Jóvenes y mujeres, entre los más afectados
La precarización laboral golpea particularmente a los trabajadores más jóvenes. Según el informe, la tasa de desprotección entre los jóvenes pasó del 53% en 2024 al 62% durante 2026.
Entre los varones jóvenes se perdieron 30 mil puestos en el sector público y otros 96 mil empleos privados protegidos, lo que representa 126 mil puestos laborales de calidad menos. Parte de quienes quedaron afuera del mercado formal pasaron a realizar tareas precarias: el IAG contabilizó un incremento de 65 mil jóvenes dentro del universo de trabajadores desprotegidos.
Las mujeres también aparecen particularmente afectadas por la transformación del empleo. En los últimos dos años, la cantidad de trabajadoras dentro del sector privado desprotegido aumentó 14,1%, mientras que entre los varones el crecimiento fue del 9,3%.
El informe relaciona parte de esa diferencia con la reducción del empleo público. De los 212 mil puestos estatales destruidos desde el cambio de gestión, 132 mil correspondían a mujeres y 79 mil a varones.

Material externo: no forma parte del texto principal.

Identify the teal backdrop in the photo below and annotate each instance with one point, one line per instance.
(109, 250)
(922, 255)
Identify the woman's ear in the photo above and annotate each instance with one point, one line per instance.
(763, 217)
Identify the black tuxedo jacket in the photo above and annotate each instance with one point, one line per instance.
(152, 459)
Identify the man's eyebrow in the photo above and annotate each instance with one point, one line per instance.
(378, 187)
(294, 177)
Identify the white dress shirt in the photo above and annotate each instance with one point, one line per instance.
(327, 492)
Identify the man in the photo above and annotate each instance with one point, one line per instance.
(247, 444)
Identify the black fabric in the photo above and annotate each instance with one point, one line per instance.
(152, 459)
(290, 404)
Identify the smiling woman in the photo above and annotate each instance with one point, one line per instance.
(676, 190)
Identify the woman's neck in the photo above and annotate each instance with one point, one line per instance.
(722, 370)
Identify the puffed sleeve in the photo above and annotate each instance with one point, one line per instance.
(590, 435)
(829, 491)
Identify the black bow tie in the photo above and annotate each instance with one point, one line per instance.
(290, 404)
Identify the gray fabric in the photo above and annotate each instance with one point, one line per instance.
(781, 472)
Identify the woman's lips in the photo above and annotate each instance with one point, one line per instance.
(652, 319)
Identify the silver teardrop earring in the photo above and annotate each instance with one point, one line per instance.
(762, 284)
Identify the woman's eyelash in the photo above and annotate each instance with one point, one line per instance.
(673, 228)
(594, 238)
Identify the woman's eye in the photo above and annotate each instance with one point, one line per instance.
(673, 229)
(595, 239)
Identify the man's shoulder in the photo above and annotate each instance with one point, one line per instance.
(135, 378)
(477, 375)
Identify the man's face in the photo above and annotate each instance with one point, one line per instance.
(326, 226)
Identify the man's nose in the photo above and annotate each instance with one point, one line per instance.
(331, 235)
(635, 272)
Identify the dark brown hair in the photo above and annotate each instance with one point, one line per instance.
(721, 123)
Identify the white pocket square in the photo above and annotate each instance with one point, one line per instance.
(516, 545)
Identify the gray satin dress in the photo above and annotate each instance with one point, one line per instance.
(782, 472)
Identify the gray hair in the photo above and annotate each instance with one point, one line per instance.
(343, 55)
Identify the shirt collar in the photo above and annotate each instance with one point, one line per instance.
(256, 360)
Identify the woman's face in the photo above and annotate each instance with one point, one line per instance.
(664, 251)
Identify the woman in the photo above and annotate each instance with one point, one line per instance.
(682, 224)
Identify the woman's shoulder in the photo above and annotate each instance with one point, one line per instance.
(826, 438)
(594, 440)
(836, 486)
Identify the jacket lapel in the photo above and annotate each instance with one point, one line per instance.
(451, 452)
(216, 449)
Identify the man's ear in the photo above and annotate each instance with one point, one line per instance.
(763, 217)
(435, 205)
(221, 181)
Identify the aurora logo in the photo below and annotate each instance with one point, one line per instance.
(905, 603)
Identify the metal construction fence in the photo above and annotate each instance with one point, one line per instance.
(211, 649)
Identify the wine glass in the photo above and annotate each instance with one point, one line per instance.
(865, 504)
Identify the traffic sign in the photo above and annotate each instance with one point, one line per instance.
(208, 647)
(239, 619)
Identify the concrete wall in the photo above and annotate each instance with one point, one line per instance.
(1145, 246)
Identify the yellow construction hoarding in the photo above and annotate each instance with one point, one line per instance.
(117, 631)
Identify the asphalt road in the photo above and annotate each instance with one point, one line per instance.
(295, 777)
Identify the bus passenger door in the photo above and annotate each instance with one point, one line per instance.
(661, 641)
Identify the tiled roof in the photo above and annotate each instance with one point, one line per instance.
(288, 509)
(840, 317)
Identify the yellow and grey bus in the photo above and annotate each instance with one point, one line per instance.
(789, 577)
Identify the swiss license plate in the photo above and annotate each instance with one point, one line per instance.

Otro dato significativo aparece entre los adultos mayores. Según el IAG, la cantidad de personas en edad jubilatoria que permanecen o regresaron al mercado laboral creció un 14% durante los últimos dos años, fenómeno que el organismo vincula con los bajos ingresos. Además, quienes vuelven a trabajar lo hacen mayoritariamente en actividades precarias.
En este escenario, uno de los principales problemas para el mundo laboral es que los puestos registrados que desaparecen no están siendo reemplazados por empleos de características similares, sino por formas de inserción con menores ingresos y protección social.
Los números reflejan así una transformación que excede a la evolución del desempleo: una persona puede continuar figurando estadísticamente como ocupada y, al mismo tiempo, haber pasado de un empleo registrado a una changa o actividad informal sin aportes ni estabilidad.
Para el movimiento sindical, el avance de estas modalidades supone además un desafío creciente. La expansión de trabajadores por fuera del empleo registrado no solamente impacta sobre salarios, jubilaciones y cobertura social, sino que reduce el universo alcanzado por convenios colectivos, representación gremial y otras herramientas tradicionales de protección laboral.